Katy. ¿Cómo hacerme comprender por ella? En aquellos momentos, de ningún modo. Por inercia, volví a pensar en Pete, lo que me produjo una familiar palpitación en el estómago. Recordaba el hormigueo en la piel, las rápidas pulsaciones, la cálida humedad entre mis piernas. Sí, había habido pasión. Me estaba excitando. Le di otro mordisco al bocadillo.

El otro Pete. Las noches de furiosas discusiones, las cenas a solas, la fría capa de resentimiento que aplacaba el deseo. Tomé un trago. ¿Por qué pensaba en Pete con tanta frecuencia? Si tuviéramos la oportunidad de comenzar de nuevo… Gracias, señorita Streisand.

La terapia de relajación no funcionaba. Volví a leer el impreso facilitado por Lucie, procurando no ensuciarlo de mostaza. Revisé la lista de la página tres tratando de desentrañar los apartados que Lucie había tachado, pero sus marcas habían ocultado las letras. A impulsos de la curiosidad borré sus líneas y leí los textos. Dos casos se referían a cadáveres metidos en barriles y luego impregnados de ácido. Un nuevo giro en la popularísima incineración con drogas.

El tercer caso me sorprendió. El número asignado por el LML correspondía al año 1990 y el patólogo había sido Pelletier. No figuraba ningún juez de instrucción. En el apartado referente al nombre se leía: singe, mono. Los apartados de los datos correspondientes al nacimiento, fecha de autopsia y causa de muerte estaban vacíos. La indicación «démembrement/post-mortem» había inducido al ordenador a incluir el caso en la lista de Lucie.

Concluí mi bocadillo y acudí a los archivos centrales a consultar el expediente. Tan sólo contenía tres elementos: un informe policial del incidente, una página con los comentarios del patólogo y un sobre con fotografías. Ojeé las fotos, leí los informes y a continuación fui en busca de Pelletier.

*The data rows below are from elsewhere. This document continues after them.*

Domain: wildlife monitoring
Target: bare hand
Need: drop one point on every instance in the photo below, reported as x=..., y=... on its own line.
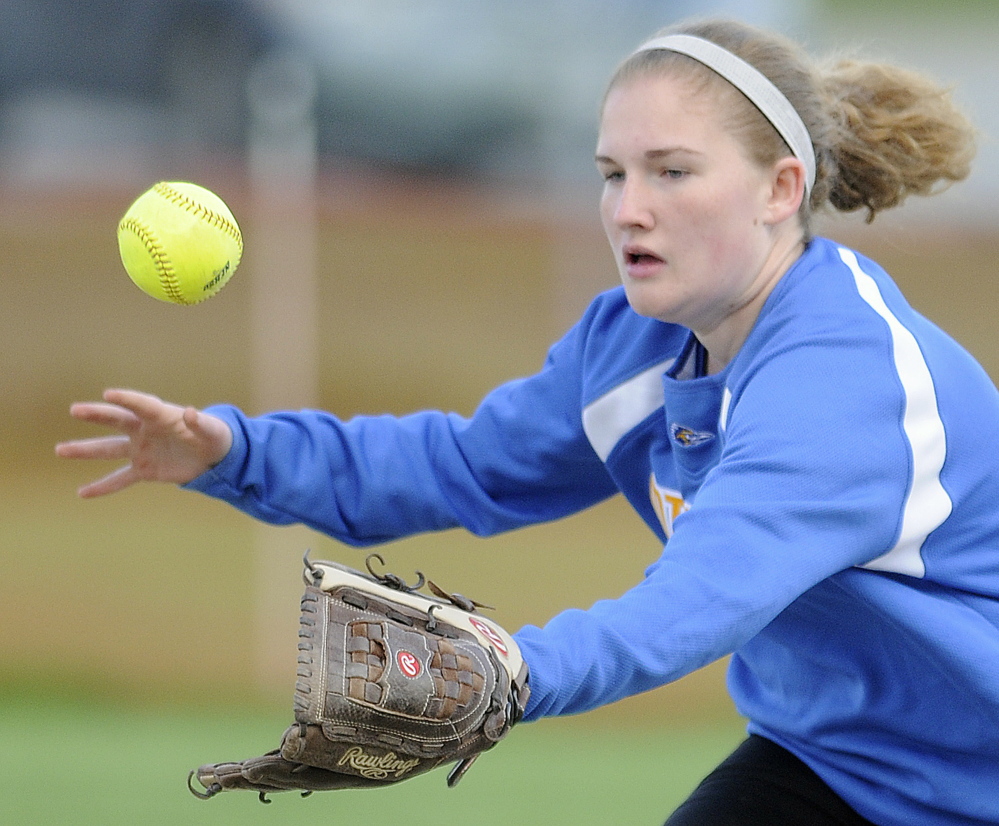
x=161, y=442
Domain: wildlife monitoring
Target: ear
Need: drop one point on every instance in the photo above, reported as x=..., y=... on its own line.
x=787, y=190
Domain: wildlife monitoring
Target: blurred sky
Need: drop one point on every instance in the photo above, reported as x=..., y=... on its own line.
x=131, y=90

– ¿Tiene un momento? -le dije.

El hombre estaba inclinado en el microscopio. Se volvió con las gafas en una mano y el bolígrafo en la otra.

– ¡Pase, pase! -me invitó mientras se colocaba las gafas.

Mi despacho tenía ventana; el suyo disfrutaba de espacio. Se adelantó hacia mí y me señaló una de las dos sillas situadas frente a una mesita baja que estaba ante su escritorio. Sacó un paquete de DuMauriers de un bolsillo de su bata y me lo ofreció. Negué con la cabeza. Habíamos repetido aquel ritual miles de veces. Aunque sabía que yo no fumaba, él siempre me ofrecía. Al igual que Claudel, Pelletier tenía costumbres muy arraigadas.

– ¿En qué puedo servirla? -dijo al tiempo que encendía su cigarrillo.

– Siento curiosidad por un caso que llevó usted. Se remonta a 1990.

– ¡Ah, mon Dieu!, ¿cómo recordar algo tan antiguo? A veces incluso me olvido de mi dirección. -Se inclinó hacia mí y, cubriéndose la boca, me dijo con tono de complicidad-: La anoto en las cajas de cerillas, por si acaso.

Nos echamos a reír.

– Creo que usted recuerda todo cuanto le interesa, doctor Pelletier.